Ben Mauro: There’s definitely some in the Big Market. I tried to do something to memorialize Moebius, being such a fan of his work and also because him and Mezieres were friends and both worked on The Fifth Element together. So I was trying to get something in there but I don’t think that made the cut, but there’s definitely a couple Fifth Element things in there.
vfxblog: Come on, you’ve got to tell me what it is.
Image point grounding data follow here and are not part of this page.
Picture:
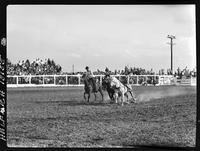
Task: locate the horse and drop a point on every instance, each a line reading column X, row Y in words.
column 88, row 88
column 118, row 89
column 106, row 86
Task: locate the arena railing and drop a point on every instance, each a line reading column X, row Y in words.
column 76, row 80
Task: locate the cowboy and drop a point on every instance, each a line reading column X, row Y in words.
column 89, row 75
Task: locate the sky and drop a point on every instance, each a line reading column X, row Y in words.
column 101, row 36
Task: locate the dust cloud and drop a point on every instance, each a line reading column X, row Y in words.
column 149, row 95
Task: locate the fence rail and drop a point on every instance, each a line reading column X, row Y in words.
column 76, row 80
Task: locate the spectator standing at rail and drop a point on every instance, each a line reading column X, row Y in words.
column 90, row 75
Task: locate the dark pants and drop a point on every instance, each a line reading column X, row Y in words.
column 94, row 84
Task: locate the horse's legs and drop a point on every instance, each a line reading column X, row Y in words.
column 88, row 96
column 126, row 94
column 134, row 99
column 116, row 97
column 122, row 99
column 101, row 92
column 84, row 96
column 95, row 95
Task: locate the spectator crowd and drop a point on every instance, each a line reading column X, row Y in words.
column 37, row 67
column 49, row 67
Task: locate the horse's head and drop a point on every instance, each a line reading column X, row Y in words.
column 106, row 82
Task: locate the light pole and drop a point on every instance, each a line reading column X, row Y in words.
column 171, row 44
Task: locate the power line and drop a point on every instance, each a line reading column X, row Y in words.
column 171, row 46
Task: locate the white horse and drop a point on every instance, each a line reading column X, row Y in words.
column 120, row 90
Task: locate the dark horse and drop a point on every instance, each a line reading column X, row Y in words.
column 106, row 86
column 89, row 88
column 106, row 83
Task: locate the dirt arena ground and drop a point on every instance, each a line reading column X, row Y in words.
column 59, row 117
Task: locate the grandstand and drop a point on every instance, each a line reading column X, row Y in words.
column 48, row 73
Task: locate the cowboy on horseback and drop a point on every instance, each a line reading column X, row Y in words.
column 90, row 76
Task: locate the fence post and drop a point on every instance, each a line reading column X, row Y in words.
column 17, row 80
column 100, row 79
column 29, row 79
column 54, row 79
column 128, row 80
column 66, row 80
column 79, row 79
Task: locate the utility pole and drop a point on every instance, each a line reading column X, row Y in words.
column 171, row 44
column 73, row 68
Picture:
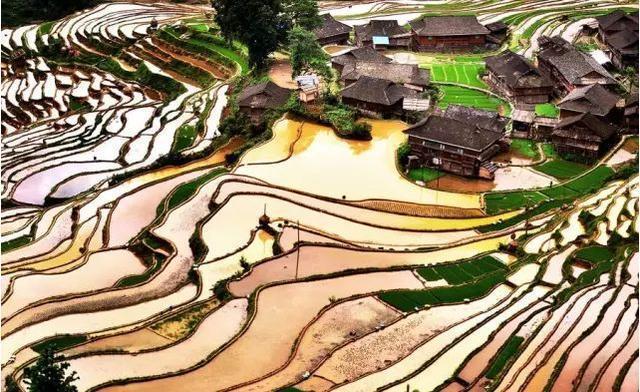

Ben Mauro: Marc did one in Big Market that was in the scene where Valerian’s being chased by Igon Siruss guards and they’re initially sitting at a bar drinking something and the bar is called ‘Korben’s’, so maybe Korben Dallas from The Fifth Element has some sort of bar in the future at this market. Also if you pause the film during some of the fly-throughs there should be a few advertisements on the billboards such as ‘Korben Taxi Service’, ‘Ruby Rod’, and maybe a couple things advertising the ‘Diva’ as though she’s still singing operas in this universe too. You definitely need to wait till the DVD is out to be able to pause and find everything since it goes by so fast. I’m not sure if anything else made it through, but those are some that I tried to put in there. It definitely wasn’t planned, it just came up when i was working on the project and thought ‘Would it be funny/cool if …” Luc liked the idea and let some things go into the film.